Sadece avrupa ülkeleriyle degil ayni zamanda, yer yer barzani ve talabani, türkiyeli marksist leninist örgütler, yunanistan, isvec gibi ülke ve politik organizasyonlarla isbirligi yapan pkk, siyasi kazanimlarina kazanim katiyordu.
Bu siyasi calisma tarzi bana biraz cumhuriyetin ilk yillarini hatirlatmiyorda degil hani!!!! Sizde bir benzerlik görebiliyormusunuz??!!!
Yien bunlara paralel olarak, pkk nin icindeki millyetci kesime deginmeden gecemeyecegim.

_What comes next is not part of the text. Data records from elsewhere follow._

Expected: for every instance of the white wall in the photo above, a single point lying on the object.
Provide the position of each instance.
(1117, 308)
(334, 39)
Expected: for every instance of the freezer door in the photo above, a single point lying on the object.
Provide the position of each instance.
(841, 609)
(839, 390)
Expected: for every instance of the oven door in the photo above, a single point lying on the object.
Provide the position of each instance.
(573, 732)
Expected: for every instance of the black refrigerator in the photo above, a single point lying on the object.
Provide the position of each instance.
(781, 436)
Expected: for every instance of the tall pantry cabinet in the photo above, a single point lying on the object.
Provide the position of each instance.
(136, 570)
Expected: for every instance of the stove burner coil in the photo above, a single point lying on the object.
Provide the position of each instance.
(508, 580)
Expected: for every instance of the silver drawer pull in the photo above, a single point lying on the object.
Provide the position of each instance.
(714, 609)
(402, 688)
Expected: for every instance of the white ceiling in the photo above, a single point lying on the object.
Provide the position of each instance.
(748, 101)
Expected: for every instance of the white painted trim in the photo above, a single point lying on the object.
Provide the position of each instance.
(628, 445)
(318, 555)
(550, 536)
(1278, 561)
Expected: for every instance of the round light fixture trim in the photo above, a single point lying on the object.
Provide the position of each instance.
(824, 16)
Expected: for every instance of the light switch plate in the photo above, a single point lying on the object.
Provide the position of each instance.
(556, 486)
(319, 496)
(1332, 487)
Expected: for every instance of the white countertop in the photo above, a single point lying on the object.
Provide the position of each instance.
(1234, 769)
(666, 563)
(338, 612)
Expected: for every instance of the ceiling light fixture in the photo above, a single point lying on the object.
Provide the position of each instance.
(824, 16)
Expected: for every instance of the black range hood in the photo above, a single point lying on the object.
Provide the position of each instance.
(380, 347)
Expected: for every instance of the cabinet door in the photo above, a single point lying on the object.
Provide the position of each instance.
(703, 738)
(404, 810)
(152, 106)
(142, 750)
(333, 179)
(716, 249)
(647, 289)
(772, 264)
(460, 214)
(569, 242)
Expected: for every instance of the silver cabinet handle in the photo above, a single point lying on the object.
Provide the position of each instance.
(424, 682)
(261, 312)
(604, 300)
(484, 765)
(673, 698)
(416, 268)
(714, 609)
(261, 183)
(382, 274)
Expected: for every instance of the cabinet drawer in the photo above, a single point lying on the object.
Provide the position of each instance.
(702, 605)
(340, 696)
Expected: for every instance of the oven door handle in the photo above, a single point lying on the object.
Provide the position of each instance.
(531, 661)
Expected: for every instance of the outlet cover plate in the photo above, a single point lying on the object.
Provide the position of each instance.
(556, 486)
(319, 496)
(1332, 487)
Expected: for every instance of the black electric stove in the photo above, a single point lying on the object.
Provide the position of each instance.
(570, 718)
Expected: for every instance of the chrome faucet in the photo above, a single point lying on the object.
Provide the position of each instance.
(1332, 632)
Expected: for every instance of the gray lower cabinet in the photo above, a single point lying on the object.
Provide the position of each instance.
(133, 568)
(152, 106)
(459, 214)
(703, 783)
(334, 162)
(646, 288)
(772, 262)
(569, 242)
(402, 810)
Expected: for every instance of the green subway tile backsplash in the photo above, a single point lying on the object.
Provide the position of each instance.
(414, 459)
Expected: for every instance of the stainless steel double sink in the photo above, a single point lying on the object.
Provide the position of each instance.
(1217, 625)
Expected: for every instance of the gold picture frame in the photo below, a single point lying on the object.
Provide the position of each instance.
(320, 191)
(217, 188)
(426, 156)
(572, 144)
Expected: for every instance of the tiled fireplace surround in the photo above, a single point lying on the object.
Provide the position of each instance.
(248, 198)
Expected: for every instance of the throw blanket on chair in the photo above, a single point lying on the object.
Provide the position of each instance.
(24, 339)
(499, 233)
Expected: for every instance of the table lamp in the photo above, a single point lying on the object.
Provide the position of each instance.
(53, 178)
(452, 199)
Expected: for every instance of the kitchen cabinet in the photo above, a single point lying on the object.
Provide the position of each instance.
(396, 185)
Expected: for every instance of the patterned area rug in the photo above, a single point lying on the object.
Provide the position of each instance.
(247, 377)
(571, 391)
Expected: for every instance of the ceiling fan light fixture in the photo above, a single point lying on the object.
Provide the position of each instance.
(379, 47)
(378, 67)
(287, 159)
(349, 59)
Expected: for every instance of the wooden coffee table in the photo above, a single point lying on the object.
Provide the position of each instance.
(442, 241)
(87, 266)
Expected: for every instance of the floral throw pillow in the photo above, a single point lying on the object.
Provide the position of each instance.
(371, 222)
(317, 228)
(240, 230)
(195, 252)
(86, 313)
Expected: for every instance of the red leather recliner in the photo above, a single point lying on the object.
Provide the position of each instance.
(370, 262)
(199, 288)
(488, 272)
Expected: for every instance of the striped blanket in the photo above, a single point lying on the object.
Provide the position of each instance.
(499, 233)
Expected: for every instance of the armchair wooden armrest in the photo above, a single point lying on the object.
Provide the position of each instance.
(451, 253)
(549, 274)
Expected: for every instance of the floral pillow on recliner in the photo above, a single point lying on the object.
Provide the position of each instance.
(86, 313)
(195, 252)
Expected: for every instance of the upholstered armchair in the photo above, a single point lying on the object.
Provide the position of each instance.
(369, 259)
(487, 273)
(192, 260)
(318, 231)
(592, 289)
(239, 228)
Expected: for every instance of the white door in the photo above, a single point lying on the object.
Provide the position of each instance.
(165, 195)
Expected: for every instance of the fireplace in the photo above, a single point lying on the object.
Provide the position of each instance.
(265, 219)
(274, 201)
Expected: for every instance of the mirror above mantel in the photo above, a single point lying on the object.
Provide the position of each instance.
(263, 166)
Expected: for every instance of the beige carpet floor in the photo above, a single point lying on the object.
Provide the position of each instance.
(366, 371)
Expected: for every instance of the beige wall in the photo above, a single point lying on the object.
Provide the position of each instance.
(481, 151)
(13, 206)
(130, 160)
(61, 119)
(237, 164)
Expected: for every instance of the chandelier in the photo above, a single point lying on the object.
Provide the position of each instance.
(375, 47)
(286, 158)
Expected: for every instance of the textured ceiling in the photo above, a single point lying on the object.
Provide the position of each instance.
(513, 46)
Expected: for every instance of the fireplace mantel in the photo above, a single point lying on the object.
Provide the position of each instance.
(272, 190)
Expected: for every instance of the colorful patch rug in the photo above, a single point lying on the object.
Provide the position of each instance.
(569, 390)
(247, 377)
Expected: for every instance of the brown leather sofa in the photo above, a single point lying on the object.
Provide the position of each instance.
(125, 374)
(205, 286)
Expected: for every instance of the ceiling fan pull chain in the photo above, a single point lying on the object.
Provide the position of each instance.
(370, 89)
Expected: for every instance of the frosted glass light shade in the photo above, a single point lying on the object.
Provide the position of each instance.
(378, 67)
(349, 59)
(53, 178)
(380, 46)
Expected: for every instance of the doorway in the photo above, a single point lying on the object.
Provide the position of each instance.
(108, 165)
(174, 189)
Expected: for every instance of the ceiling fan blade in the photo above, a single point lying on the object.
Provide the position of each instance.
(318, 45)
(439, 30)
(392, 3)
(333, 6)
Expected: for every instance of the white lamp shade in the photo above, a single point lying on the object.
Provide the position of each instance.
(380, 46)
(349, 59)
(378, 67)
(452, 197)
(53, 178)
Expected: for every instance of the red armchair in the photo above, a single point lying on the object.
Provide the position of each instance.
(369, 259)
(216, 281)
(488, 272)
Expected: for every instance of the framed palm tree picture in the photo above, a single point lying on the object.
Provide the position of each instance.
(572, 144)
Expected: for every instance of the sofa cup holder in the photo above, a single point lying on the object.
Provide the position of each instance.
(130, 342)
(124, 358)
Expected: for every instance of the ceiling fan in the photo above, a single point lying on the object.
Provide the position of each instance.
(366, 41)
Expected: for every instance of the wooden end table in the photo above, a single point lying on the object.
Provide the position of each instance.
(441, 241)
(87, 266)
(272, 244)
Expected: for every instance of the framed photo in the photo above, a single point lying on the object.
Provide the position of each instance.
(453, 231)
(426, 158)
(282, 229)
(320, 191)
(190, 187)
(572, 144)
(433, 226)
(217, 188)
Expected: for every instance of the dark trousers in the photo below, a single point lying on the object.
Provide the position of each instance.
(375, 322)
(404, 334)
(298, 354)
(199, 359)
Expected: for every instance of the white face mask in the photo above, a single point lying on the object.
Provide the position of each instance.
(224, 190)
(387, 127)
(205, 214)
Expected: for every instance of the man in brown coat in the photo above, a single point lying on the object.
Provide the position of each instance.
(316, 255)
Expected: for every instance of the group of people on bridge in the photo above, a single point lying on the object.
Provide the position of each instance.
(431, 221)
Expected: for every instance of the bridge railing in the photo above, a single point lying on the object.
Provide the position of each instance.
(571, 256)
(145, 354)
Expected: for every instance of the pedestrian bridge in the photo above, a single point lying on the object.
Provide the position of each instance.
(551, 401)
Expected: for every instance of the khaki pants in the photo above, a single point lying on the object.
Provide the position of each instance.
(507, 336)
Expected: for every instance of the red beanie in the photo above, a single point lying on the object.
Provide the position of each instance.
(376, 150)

Yillar süren "bagimsiz sosyalist kürdistan" propagandasiyla yogrulan, büyüyen bir kesim var ki, su anki "baris politikalarindan" cok rahatsiz. Bundan bi kac ay önce karsilastigim bir tartisma beni cok etkilemisti.
Iki tane pkk li semnpatizan aralarinda konusurlarken söyle bir konusma gecti. Bir tanesi "ben istiyorum ki, dilimizi kültürümüzü rahat yasayalim, okullarimiz acilsin üniversitelerde kürtce etüd edelim, ben istanbuldan diyarbakira giderken pasaport kontolünden gecmek istemiyorum. Ayni ülkede istedigimiz gibi yasayalim",,,,, digeri ise "hayir öyle sey olurmu, özgür ve bagimsiz kürdistan olana kadar savasacagiz, bize yillardir yasam hakki tanimayan bu ülkeyle nasil beraber olabiliriz, olamaz!!".......
Bakin bu iki insanda pkk li. Su an pkk de hakim olan düsünce, baris yanlisi politikadir. Ama ilkel milliyetci kesim varligini hala sürdürmektedir ve teorilerinin dogrulanmasini beklemektedir. Cünkü baris yanlisi yönetim ( ki bu kesimin basini abdullah öcalan cekiyor) türkiye cumhuriyeti devletiyle anlasmaya ve ortak bir noktada bulusmaya calisirken, ilkel millyetci kesim ise topyekün savas cigliklarina bu siralar ara vermis olsada, devletle kesintisiz silahli savasa girmenin tek cözüm olduguna inanmaktadirlar. Ve bu görüsmelrin ve anlasmalarin sonucsuz kalmasindan yana olmasalarda, kendi politikalarinin dogrulanmasini dört gözle beklemektedirler.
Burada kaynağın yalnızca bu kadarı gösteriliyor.